Contrary to the results from Li et al. [34], we did not find associations between short-term exposure to PM2.5 with acute mortality outcomes from the nervous system (e.g. extrapyramidal and movement disorders), however we observed positive associations between cumulative exposure to PM2.5 with digestive (diseases of the liver) and genitourinary (renal failure) mortality. Exposure to PM2.5 has been associated with increased serum levels of hepatic enzymes, such as γ-glutamyltranspeptidase (GTP), and alanine transaminase (ALT), which are biomarkers of liver damage. PM2.5 can induce systemic oxidative stress and inflammation when deposited in the airways, and when swallowed PM2.5 are removed from the airways by mucociliary clearance leading to gastrointestinal exposure with the largest internal dose and adverse effects observed in the liver [30, 49]. On the other hand, recent evidence has shown that PM2.5 is related to renal injury and increases the risk of nephropathy, as well as increased risk of first hospital admission from kidney and total urinary system diseases [32, 41]. PM2.5 can unbalance the kidney function by accumulation in the kidney tissue, endothelial dysfunction, abnormal renin-angiotensin system, and immune complex deposition. The mechanisms of damage from PM2.5 to the kidney involve inflammation, oxidative stress, apoptosis, DNA damage, and autophagy [61].
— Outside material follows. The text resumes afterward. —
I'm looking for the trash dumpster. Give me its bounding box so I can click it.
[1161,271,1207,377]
The EPA’s Integrated Science Assessment (ISA) for Particulate Matter [15] defined the associations between short-term exposure to PM2.5 with cardiovascular and respiratory mortality as causal and likely causal, respectively; but less evidence is available for making conclusions about other causes of death [15]. Although our results suggest that short-term exposure to PM2.5 may trigger cause-specific mortality beyond the circulatory and respiratory systems, more epidemiological evidence is needed to understand the links between PM2.5 exposure with the different specific death causes evaluated in our study. New studies about the adverse effects of PM2.5 exposure on multiple prevalent but rarely studied causes of hospital admissions adds to the body of epidemiologic evidence that supports our findings, and it opens the possibility to replicate such results in different locations with ongoing or future health studies [54].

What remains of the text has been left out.